The Vatican news service
The two figureheads spent almost 20 minutes in private conversation before posing for photographs and exchanging gifts, according to a report by the official Vatican News Service.
The Queen brought with her a hamper of specialities from each of the Royal estates including honey from the gardens of Buckingham Palace; venison, beef and some best bitter from Windsor Castle; cider, apple juice and a selection of chutneys from Sandringham and some shortbread and whisky from the Balmoral estate in Scotland.
Pope Francis gave a very personal gift of a blue, lapis lazuli orb, topped with a cross of St Edward the Confessor with a dedication around its based reading ‘Pope Francis to His Royal Highness Prince George of Cambridge’ for the Queen’s great grandson and third in line for the throne – eight-month-old Prince George.
The Queen was said to be “visibly delighted” with the gift commenting that he would be thrilled by it when he was older.
The Pope also presented the Queen with a replica of a decree from the Vatican archives, dating from 1679, by which Pope Innocent XI extended the veneration of St Edward the Confessor to the Universal Church, establishing his feast day on October 9th.

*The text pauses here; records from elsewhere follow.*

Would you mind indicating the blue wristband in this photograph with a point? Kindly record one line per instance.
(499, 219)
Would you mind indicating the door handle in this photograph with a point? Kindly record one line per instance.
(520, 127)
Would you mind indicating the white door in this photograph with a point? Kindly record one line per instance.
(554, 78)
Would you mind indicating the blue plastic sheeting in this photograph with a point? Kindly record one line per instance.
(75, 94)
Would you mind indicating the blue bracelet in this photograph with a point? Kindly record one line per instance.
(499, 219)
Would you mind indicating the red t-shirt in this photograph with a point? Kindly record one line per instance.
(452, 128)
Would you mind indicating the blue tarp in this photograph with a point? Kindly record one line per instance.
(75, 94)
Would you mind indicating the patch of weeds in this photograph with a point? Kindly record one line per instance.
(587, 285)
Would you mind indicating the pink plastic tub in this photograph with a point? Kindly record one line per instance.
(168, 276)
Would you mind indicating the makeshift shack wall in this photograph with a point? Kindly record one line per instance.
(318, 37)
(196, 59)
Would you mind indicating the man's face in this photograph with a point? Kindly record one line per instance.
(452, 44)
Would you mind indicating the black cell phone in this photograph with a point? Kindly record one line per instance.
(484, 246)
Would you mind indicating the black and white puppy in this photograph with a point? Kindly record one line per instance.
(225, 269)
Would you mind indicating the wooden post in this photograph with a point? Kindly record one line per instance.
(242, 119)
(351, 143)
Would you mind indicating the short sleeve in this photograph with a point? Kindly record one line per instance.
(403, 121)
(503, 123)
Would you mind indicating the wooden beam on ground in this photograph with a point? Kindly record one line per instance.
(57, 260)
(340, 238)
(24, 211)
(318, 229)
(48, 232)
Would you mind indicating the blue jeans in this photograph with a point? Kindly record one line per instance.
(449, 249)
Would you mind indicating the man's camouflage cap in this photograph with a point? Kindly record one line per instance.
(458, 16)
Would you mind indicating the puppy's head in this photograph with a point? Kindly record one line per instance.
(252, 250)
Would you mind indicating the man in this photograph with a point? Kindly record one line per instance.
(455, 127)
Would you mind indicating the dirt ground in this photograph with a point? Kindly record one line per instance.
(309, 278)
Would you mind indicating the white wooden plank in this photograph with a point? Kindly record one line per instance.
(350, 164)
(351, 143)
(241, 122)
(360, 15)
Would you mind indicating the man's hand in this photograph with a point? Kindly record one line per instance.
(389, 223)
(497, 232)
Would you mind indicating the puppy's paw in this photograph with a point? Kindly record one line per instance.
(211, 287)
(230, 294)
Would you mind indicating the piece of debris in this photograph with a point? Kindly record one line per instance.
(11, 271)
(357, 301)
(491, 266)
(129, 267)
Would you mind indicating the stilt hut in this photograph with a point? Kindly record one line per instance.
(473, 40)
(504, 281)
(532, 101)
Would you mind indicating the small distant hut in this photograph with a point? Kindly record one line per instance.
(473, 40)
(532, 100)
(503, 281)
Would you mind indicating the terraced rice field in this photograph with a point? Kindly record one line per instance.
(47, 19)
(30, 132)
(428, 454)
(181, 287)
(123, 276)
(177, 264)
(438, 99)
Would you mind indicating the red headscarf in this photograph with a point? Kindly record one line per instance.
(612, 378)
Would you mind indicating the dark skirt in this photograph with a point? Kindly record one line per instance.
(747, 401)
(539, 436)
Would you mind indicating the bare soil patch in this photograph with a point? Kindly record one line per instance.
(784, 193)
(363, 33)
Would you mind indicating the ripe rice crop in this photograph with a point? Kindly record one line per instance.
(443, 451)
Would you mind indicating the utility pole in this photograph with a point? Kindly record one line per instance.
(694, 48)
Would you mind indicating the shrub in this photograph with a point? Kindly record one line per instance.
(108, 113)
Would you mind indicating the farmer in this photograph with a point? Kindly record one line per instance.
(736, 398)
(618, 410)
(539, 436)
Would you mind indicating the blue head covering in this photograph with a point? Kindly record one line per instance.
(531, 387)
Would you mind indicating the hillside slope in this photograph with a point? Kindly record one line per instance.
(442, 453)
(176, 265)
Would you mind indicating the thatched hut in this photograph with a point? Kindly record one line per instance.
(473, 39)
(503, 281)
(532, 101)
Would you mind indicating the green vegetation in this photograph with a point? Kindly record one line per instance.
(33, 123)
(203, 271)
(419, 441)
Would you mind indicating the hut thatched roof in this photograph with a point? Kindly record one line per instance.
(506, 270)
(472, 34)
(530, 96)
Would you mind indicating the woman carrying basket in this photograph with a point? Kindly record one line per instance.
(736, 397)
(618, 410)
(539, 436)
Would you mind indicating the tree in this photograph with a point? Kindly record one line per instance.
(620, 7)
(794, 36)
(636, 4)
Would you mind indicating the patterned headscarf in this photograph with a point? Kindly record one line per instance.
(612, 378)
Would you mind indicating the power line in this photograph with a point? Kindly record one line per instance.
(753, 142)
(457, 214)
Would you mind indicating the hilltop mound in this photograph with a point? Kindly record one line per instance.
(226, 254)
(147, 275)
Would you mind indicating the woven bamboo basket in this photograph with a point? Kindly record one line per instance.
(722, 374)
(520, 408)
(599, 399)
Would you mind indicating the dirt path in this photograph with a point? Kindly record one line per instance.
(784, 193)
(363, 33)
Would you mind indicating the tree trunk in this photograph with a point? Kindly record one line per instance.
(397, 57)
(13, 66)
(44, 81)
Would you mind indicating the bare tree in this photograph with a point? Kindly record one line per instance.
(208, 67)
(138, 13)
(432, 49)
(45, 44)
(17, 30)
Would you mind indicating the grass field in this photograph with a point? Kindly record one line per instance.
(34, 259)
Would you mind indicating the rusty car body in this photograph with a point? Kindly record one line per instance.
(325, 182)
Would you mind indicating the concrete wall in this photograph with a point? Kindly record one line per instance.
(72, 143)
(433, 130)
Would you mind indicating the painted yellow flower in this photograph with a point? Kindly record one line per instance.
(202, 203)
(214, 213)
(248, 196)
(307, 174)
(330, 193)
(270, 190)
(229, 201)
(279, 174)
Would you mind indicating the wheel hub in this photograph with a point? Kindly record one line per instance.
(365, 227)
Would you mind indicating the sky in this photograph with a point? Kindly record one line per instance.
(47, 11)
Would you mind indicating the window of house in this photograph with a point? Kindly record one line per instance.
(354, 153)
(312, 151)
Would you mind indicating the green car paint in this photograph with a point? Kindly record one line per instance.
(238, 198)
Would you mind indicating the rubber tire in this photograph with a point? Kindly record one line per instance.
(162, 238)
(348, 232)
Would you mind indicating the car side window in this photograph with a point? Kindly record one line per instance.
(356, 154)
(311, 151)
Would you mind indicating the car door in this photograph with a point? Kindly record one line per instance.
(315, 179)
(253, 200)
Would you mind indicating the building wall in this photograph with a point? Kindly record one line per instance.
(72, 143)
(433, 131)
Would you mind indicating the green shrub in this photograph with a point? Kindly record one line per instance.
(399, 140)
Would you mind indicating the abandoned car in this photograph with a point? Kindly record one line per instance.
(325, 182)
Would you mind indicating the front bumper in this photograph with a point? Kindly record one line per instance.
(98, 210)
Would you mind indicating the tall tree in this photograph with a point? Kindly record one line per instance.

The private meeting was also attended by Cardinal Cormac Murphy-O’Connor, former archbishop of Westminster and the first Catholic bishop to preach for the Royal Family since the Church of England broke from Rome in the 16th century.
The Queen is also the Supreme Governor of the Church of England, which split from Rome in 1534, while the pope is Argentine – a country that Britain went to war with in 1982 over the Falkland Islands.
Reporters were reportedly reminded by the British embassy that the Vatican’s official position on the territorial dispute is a “neutral one” to prevent any speculation that the two leaders might have discussed the Falklands.